Bach é um mosaico harmônico. Ele é matemática pura. O mundo parece ordenado com sua partitura. O tempo, a entrada de um tema musical, os comentários sobre a melodia e a volta perfeita mostram que ele tinha o toque de Pitágoras: a verdade do universo pode ser expressa por grandezas numéricas e geométricas. É a “música das esferas”. Bach é a tabuada de Deus, ou se preferirem o ímpio Cioran, Deus é a grandeza precisa e matemática de Bach.

Além da ordem metódica, Bach é melodia. Quase todas as pessoas sorriem quando escutam o tema de Jesus, Alegria dos Homens, coro final de uma cantata (obra para instrumentos e canto). A obra fará, em breve, 300 anos. Narra a visita de Maria a sua prima Isabel, no evangelho de Lucas. A inglesa Myra Hess (1890-1965) fez uma transposição linda para piano. Em 1972, o grupo pop Apollo 100 explodiu nas paradas de sucesso com uma versão da melodia. Toquei a versão para órgão no enterro da mãe da minha orientadora, na Igreja São José, em São Paulo. Janice se emociona até hoje com a música que sua mãe adorava. Cioran começa a ficar mais plausível.

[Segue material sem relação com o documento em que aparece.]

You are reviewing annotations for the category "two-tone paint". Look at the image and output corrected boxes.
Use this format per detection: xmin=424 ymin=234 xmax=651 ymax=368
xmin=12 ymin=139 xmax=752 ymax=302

Ouvir os seis Concertos de Brandenburgo afasta a tristeza nos dias que correm. O movimento Allegro inicial do concerto 4 é um portal para a música clássica. Se você não gostar, paciência. Seu campo não é a música erudita. Mas... não desista da vida. Você não é pessoa ruim, apenas é... você. Sejamos misericordiosos: permita-se uma segunda chance. Escute a Ária da Quarta Corda (Ária da Suíte 3). Continua não funcionando? Bem, o importante é ser limpinho. Recomendo estudos espíritas: em religiões reencarnacionistas, talvez, você possa voltar um dia dotado de algum espírito... É uma esperança.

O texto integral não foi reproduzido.